Built by Electroimpact of Mukilteo, Wash., NASA’s robot is an adaptation of commercial systems currently used by two private companies (Orbital/ATK and Boeing) for the manufacture of advanced composites. It is part of the ISAAC project – the Integrated Structural Assembly of Advanced Composites. Although the press sometimes refers to the robot itself as ISAAC, the acronym actually refers to the entire composites manufacturing capability, encompassing all of the upstream and downstream activities involved in fiber layup, from design and 3-D modeling to curing and final production stages.

New Directions for AFP

The 21-foot-high ISAAC robot, in operation since January, moves back and forth on a 40-foot-long track. The robot’s AFP end effector holds up to 16 spools that carry ¼-inch wide tows of fibers. A CNC system dictates the movement and spin of the robot’s huge arm as it lays the carbon fibers and epoxy resins over complex forms and molds. The robot can build a composite part as large as 35 feet long, 10 feet wide and 12 feet high. Repositioning the mold allows for construction of larger parts as well.

One of the first projects that ISAAC researchers will undertake is an exploration of how the directionality of fibers in tow-steered composites can affect the strength of parts. Composite manufacturers currently lay fibers at angles of 0, 45 and 90 degrees to each other; the strength and stiffness of the composite structure varies with the number of plies of each angle used.

“We’ve gotten to a point now where we can, depending on the load case, reliably design composite structures that are about 20 percent more efficient than metallic structures,” says Chauncey Wu, ISAAC project manager, who wrote his doctoral dissertation on tow-steered composites. “But if you look at the stiffness- and strength-to-weight [ratios] of metals versus composites, there’s untapped potential there. There are more savings to be gained if we do something different, and one way we can do something different is to exploit the directionality of the tow steering.”

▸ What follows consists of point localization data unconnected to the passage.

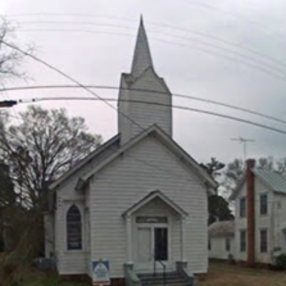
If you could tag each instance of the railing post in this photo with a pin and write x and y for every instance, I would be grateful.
(164, 275)
(154, 263)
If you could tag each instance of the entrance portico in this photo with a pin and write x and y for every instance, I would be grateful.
(155, 231)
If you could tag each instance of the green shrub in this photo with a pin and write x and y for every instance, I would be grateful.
(280, 261)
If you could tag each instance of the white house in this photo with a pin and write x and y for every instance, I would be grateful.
(260, 212)
(221, 239)
(139, 201)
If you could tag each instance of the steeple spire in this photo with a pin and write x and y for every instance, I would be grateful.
(142, 56)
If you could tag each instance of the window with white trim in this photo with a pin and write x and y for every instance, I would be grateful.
(74, 228)
(263, 241)
(263, 204)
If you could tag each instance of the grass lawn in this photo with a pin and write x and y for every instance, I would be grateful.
(222, 274)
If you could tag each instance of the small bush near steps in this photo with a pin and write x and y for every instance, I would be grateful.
(280, 262)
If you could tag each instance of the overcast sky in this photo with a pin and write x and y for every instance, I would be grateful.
(93, 41)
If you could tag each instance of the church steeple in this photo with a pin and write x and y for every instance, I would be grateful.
(142, 56)
(143, 84)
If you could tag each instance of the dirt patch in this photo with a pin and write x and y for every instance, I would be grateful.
(222, 274)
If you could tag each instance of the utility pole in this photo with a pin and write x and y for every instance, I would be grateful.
(7, 103)
(244, 142)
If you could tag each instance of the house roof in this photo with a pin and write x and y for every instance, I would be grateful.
(149, 197)
(221, 228)
(95, 155)
(274, 181)
(167, 141)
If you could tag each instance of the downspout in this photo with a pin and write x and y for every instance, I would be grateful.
(250, 191)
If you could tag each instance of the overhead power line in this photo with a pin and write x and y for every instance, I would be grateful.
(252, 63)
(190, 97)
(65, 75)
(207, 112)
(263, 60)
(155, 24)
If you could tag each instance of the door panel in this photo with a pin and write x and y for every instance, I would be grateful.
(161, 243)
(144, 245)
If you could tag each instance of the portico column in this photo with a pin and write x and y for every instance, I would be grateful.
(129, 239)
(183, 239)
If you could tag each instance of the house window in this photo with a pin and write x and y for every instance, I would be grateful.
(227, 244)
(242, 240)
(242, 207)
(263, 204)
(263, 240)
(74, 228)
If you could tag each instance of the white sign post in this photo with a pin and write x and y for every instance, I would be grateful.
(100, 273)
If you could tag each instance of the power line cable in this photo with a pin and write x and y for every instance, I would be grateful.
(221, 115)
(69, 78)
(198, 48)
(79, 84)
(260, 114)
(209, 36)
(255, 24)
(195, 40)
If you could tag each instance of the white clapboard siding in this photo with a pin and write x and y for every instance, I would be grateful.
(218, 247)
(76, 262)
(145, 115)
(127, 180)
(279, 235)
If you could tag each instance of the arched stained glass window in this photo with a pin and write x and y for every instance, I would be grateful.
(74, 228)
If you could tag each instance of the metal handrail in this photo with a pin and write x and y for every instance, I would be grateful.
(164, 269)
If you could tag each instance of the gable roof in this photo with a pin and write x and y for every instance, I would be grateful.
(113, 142)
(274, 181)
(221, 228)
(167, 141)
(149, 197)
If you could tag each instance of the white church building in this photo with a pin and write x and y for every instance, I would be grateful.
(139, 201)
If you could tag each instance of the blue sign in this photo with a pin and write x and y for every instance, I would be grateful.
(100, 273)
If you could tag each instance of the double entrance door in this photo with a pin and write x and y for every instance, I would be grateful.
(152, 244)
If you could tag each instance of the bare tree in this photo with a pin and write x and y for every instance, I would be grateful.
(42, 147)
(10, 60)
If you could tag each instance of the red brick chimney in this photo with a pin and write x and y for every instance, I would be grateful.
(250, 195)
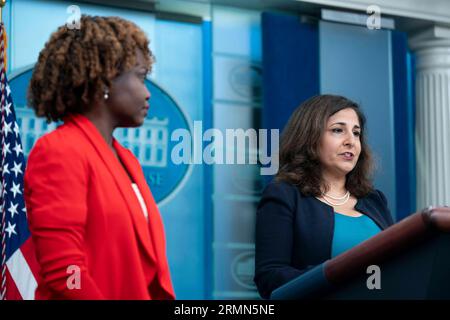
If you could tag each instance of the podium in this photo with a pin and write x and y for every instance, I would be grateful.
(411, 260)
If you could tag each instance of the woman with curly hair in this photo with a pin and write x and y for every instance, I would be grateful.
(322, 202)
(95, 225)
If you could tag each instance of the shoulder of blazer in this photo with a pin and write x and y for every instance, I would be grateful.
(378, 199)
(282, 192)
(65, 142)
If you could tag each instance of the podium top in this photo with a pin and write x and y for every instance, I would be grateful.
(388, 243)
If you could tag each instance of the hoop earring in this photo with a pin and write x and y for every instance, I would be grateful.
(106, 94)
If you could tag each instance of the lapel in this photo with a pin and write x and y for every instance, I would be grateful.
(155, 224)
(154, 219)
(121, 178)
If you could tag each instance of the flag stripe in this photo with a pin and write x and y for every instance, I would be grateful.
(22, 275)
(12, 293)
(30, 256)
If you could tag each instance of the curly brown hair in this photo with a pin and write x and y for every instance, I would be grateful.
(76, 66)
(299, 147)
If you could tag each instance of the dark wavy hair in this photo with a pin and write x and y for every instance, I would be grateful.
(299, 147)
(76, 66)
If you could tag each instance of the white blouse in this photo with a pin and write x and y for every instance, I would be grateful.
(141, 200)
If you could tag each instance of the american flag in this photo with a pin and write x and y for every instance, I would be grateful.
(18, 264)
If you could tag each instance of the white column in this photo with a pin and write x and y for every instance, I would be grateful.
(432, 48)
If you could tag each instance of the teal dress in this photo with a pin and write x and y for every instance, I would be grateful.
(351, 231)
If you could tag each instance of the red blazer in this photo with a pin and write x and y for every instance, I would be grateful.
(84, 216)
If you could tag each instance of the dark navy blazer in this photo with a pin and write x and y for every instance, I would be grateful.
(295, 232)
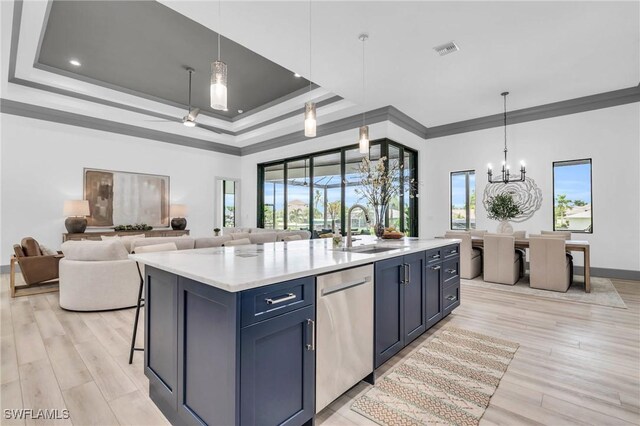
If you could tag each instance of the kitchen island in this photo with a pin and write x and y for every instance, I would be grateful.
(230, 333)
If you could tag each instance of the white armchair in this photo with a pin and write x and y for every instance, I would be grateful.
(97, 276)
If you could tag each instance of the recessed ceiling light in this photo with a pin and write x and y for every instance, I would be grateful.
(445, 49)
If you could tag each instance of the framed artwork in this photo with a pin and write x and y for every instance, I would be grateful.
(122, 198)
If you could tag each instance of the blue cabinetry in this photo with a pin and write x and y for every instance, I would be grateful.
(413, 293)
(400, 304)
(219, 358)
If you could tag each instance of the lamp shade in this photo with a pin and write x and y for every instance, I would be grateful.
(178, 210)
(76, 208)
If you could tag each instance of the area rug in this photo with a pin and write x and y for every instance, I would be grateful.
(448, 380)
(602, 292)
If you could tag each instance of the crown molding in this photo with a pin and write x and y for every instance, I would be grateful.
(11, 107)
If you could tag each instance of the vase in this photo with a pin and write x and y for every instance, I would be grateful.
(380, 212)
(504, 227)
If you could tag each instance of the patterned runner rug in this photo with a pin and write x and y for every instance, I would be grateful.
(447, 381)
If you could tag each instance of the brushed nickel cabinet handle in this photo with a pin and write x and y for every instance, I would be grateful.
(289, 296)
(312, 346)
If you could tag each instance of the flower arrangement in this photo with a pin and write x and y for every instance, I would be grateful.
(380, 183)
(502, 207)
(134, 227)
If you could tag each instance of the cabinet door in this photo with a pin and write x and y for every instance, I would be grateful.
(389, 321)
(277, 371)
(433, 278)
(160, 336)
(414, 297)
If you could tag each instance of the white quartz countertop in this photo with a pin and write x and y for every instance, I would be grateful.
(244, 267)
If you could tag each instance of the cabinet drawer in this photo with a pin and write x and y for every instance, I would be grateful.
(267, 302)
(450, 251)
(451, 271)
(450, 298)
(433, 256)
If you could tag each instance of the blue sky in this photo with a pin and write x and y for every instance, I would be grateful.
(574, 181)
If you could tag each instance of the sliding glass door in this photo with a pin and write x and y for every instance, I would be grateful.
(315, 192)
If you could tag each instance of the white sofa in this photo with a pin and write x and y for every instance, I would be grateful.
(97, 276)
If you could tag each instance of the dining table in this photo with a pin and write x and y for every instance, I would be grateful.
(570, 245)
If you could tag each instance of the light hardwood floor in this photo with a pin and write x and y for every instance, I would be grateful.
(577, 363)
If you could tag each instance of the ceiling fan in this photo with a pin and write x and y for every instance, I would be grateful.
(189, 120)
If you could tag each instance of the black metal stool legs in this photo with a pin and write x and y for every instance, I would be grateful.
(135, 322)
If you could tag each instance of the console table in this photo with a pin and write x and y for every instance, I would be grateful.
(97, 235)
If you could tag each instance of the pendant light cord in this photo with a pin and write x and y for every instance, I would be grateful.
(505, 129)
(363, 85)
(310, 31)
(219, 25)
(190, 91)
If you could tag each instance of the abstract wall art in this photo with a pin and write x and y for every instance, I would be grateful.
(117, 198)
(526, 194)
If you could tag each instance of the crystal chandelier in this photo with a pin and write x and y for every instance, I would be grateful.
(218, 88)
(505, 175)
(363, 134)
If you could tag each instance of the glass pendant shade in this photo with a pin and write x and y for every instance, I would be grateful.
(219, 85)
(364, 140)
(310, 119)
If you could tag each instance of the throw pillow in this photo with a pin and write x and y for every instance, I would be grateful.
(46, 251)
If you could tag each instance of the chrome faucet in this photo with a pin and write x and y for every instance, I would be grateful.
(366, 217)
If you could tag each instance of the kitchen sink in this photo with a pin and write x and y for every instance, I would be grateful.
(368, 249)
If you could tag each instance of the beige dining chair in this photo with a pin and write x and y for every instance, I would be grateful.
(502, 263)
(565, 234)
(550, 268)
(478, 232)
(519, 235)
(470, 258)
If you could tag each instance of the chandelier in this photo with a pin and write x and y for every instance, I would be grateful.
(505, 176)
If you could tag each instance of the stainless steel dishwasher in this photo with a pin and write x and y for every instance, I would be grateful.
(344, 335)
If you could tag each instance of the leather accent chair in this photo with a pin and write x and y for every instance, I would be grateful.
(502, 263)
(550, 268)
(36, 267)
(470, 258)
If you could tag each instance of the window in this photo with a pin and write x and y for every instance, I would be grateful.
(315, 191)
(463, 200)
(572, 196)
(228, 203)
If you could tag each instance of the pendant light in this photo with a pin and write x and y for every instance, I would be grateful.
(310, 107)
(504, 177)
(363, 134)
(189, 120)
(218, 89)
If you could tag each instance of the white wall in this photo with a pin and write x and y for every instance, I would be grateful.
(42, 165)
(610, 136)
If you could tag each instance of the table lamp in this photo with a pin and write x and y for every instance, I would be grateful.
(178, 212)
(76, 210)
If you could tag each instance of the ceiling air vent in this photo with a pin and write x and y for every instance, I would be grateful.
(445, 49)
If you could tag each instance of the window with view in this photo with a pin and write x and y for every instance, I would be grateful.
(572, 196)
(315, 192)
(463, 200)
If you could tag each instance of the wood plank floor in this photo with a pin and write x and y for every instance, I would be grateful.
(577, 363)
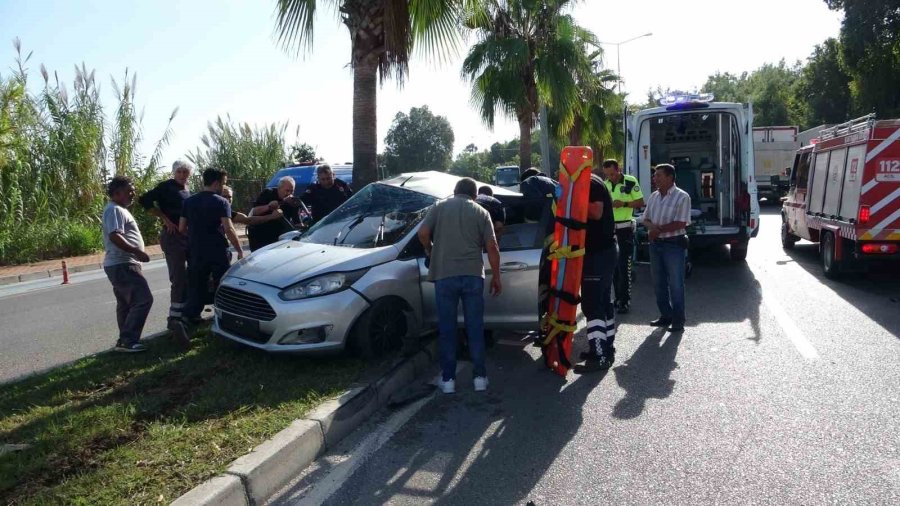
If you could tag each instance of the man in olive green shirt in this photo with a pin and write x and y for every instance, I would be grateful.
(454, 233)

The industry has used tow steering to place fiber on doubly-curved surfaces, Wu says. “But what we haven’t been doing is aggressively tailoring the fiber angles over the surface. Within a given ply we can actually steer the fibers to shift loads around.”  With ISAAC, NASA researchers will be looking at ways to tailor the fiber angles and the strength and the stiffness of a composite to better match the load paths.